In aller Regel verbindet uns die Technologie mehr, als sie uns trennt. Sie schafft neue Ebenen der Kommunikation und ermöglicht so für jede Art von Beziehung die passende Nähe. Die feinere Unterteilung in verschiedene Ebenen kommunikativer Nähe bedeutet, dass die meisten Beziehungen auf die nächsthöhere Ebene gehoben werden. Jenes Gros an Leuten, die ich zwar kenne, mit denen ich aber nur in Ausnahmefällen direkt Kontakt aufnehme, ist nun auf meinem Facebook-Nachrichtenradar. Ich weiss, was bei ihnen so läuft, sie wissen, was mich gerade umtreibt. Wenn sich eine Schnittstelle ergibt, findet ein kurzer Austausch statt. Bevor es diese Möglichkeit gab, ganz punktuell zu kommunizieren, beschränkte sich der Kontakt mit diesen Leuten auf nutzlosen Smalltalk, wenn man sich zufällig begegnete.
Auch am anderen Ende des Spektrums hat die Technologie neue Ebenen der Kommunikation geschaffen. Bei sehr guten Freunden nutze ich das ganze Arsenal an Kanälen, vom Treffen bei einem Glas Rotwein über SMS und Skype bis zum «Like» bei ihren Facebook-Statusmeldungen, um noch intensiveren Kontakt mit ihnen zu pflegen. Bei manch einer oder einem, auch bei mir selber, zeigen sich in den neuen Kanälen neue Facetten, die bisher verborgen geblieben sind. Denn jede Technologie beeinflusst auch unsere Art zu kommunizieren.

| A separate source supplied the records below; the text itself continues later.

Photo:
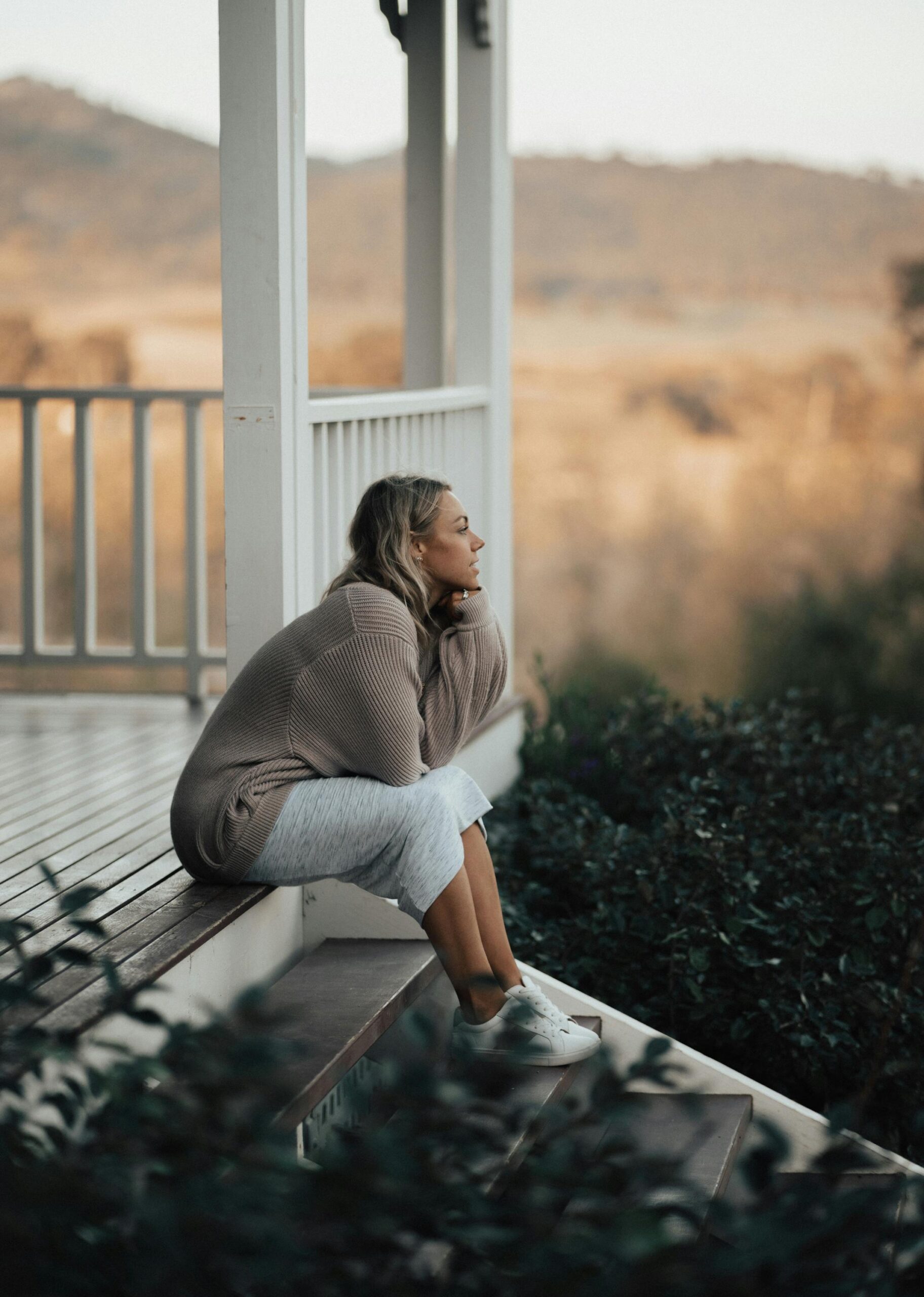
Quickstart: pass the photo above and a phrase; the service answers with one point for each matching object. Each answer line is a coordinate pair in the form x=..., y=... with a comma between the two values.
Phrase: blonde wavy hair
x=391, y=511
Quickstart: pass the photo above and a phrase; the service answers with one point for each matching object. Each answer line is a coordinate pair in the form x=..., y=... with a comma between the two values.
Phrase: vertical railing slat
x=85, y=532
x=143, y=538
x=33, y=549
x=197, y=578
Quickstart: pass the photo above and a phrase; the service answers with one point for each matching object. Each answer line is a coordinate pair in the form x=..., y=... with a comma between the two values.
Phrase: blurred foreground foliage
x=165, y=1174
x=745, y=877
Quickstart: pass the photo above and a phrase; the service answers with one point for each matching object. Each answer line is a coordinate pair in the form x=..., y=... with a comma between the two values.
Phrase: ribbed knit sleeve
x=472, y=677
x=355, y=711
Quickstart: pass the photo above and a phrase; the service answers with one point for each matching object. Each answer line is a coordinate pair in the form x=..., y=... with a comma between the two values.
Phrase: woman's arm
x=472, y=677
x=355, y=711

So zieht sich das durch, von flüchtigen Bekanntschaften bis zu besten Freundinnen und Freunden. Ich habe mit allen etwas mehr Kontakt, als ich es ohne all meine technischen Hilfsmittel hätte. Das entscheidend Neue ist, dass der Kontakt nie komplett abbricht und später wieder aktiviert werden muss, sondern nieder schwellig stets vorhanden ist. So fällt es wesentlich leichter, ihn in jenen Momenten zu intensivieren, in denen man das möchte.